Personal information
- Date of birth: 7 July 1996 (age 29)
- Place of birth: Paisley, Scotland
- Height: 5 ft 7 in (1.70 m)
- Position: Striker

Team information
- Current team: Benburb

Youth career
- 2011–2013: St Mirren

Senior career*
- Years: Team / Apps / (Gls)
- 2013–2015: Greenock Morton / 4 / (0)
- 2014–2015: → BSC Glasgow (loan) / 7 / (5)
- 2015–2017: BSC Glasgow / 45 / (29)
- 2017: East Kilbride / ? / (?)
- 2017–2018: BSC Glasgow / ? / (?)
- 2018–2019: Stirling University / ? / (?)
- 2020–2021: Muirkirk / ? / (?)
- 2021-: Benburb / ? / (?)

= Aidan Ferris =

Scottish footballer (born 1996)

Aidan Ferris (born 7 July 1996) is a Scottish footballer who plays as a striker for Benburb.
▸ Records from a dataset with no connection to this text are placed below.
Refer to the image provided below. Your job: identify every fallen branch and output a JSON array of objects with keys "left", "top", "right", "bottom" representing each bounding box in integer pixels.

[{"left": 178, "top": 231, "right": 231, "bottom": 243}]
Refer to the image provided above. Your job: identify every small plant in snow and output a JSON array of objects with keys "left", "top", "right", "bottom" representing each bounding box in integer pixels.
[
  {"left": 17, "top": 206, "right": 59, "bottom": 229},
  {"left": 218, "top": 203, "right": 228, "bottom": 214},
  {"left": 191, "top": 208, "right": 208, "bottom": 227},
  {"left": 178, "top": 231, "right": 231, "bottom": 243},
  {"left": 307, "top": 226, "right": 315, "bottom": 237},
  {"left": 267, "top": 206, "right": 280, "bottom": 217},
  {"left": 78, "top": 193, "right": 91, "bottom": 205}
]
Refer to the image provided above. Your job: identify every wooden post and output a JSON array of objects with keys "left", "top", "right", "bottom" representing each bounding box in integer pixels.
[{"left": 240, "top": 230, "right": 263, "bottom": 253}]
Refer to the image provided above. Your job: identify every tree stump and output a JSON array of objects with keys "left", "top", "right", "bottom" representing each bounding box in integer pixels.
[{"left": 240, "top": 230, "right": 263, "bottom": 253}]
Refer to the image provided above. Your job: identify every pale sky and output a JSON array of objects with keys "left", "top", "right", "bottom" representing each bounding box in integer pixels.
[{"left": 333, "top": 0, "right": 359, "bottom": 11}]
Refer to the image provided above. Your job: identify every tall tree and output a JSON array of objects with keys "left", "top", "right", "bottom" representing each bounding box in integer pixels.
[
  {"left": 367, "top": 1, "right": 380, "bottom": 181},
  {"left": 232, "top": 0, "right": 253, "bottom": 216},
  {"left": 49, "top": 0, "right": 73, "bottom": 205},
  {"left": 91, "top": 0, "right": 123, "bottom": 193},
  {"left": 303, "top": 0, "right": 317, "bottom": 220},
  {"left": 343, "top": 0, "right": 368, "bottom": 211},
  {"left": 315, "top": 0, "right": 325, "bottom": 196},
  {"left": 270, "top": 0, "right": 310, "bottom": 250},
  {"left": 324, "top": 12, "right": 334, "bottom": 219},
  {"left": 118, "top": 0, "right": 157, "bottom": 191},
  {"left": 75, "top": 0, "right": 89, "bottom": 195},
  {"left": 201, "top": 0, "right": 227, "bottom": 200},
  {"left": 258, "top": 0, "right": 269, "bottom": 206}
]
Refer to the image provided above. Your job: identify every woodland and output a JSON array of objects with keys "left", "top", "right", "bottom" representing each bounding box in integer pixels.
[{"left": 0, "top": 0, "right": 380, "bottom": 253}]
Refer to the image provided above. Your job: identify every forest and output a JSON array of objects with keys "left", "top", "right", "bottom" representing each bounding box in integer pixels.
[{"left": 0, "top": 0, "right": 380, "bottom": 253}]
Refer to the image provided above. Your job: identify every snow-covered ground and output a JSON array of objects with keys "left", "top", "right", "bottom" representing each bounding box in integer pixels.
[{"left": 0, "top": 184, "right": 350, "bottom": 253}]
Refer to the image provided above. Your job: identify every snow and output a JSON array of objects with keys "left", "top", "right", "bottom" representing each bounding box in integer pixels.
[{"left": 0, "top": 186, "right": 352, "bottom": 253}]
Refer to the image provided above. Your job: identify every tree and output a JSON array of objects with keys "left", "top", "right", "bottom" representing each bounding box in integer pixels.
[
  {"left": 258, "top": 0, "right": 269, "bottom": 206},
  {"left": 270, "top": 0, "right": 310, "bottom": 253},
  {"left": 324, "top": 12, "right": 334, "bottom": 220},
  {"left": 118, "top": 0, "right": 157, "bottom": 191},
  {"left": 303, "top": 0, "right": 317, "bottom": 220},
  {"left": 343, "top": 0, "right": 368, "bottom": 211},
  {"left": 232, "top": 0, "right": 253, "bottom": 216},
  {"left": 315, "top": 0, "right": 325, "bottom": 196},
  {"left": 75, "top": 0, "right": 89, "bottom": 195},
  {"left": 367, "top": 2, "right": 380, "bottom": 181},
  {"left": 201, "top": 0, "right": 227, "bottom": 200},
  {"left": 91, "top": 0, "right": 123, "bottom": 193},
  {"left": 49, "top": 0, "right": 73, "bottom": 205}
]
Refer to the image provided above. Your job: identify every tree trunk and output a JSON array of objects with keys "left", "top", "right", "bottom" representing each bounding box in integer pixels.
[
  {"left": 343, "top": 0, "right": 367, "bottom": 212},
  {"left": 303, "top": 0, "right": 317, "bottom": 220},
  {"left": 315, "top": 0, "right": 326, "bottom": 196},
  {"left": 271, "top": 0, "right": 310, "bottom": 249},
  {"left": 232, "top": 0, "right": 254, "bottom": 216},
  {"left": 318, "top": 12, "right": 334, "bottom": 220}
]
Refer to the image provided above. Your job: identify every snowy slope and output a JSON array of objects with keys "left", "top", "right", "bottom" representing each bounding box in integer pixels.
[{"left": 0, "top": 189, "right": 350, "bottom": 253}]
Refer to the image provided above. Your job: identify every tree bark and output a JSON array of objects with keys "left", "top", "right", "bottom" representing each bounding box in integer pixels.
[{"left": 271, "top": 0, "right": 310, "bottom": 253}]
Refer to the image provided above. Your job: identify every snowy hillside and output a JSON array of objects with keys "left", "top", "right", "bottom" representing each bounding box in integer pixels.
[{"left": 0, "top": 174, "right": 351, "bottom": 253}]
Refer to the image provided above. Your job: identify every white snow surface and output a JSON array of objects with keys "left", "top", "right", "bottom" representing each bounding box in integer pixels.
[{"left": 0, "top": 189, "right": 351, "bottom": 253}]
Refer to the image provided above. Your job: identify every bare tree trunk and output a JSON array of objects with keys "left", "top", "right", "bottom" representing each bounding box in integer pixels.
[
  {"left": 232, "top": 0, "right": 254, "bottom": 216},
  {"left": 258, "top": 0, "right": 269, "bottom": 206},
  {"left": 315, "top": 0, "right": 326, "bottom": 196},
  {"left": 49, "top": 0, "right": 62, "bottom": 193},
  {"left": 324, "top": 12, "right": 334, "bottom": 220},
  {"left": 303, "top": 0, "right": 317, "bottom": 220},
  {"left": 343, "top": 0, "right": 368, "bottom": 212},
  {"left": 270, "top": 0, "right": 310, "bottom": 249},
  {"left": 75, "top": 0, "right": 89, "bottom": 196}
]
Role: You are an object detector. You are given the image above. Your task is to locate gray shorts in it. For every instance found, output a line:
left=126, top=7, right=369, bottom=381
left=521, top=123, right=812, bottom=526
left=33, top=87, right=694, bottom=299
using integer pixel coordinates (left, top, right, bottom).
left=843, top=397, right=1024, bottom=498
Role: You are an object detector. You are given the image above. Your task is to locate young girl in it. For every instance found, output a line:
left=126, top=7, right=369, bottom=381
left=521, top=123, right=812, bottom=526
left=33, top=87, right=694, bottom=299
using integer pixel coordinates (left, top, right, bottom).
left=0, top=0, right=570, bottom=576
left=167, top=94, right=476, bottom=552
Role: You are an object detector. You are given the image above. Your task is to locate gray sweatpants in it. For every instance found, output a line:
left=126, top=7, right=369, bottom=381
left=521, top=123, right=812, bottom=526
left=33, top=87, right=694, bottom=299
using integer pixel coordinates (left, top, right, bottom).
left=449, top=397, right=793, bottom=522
He previously played for Greenock Morton and St Mirren in the Scottish Professional Football League, and lower league clubs BSC Glasgow, East Kilbride, Stirling University and Muirkirk.

==Career==
Born in Paisley, Ferris started his career at St Mirren before moving to local rivals Greenock Morton in the summer of 2013 to join their new full-time development squad. Ferris debuted for Ton as a half-time substitute on 21 December 2013 versus Falkirk.

In October 2014, Ferris joined BSC Glasgow in a loan deal
 and scored on his debut versus Dalbeattie Star. After returning from his loan spell, Ferris was given a contract extension with Ton until the end of the 2014–15 season. Ferris was then released from his contract with Ton at the end of that season.

Ferris then signed a two-year deal with BSC Glasgow in June 2015.

After his contract with BSC ended, Ferris signed for East Kilbride in June 2017. In September 2017 Ferris was released by East Kilbride after only 3 months with the club.

He then signed for Benburb where he was a regular in midfield before moving to Stirling University in July 2018.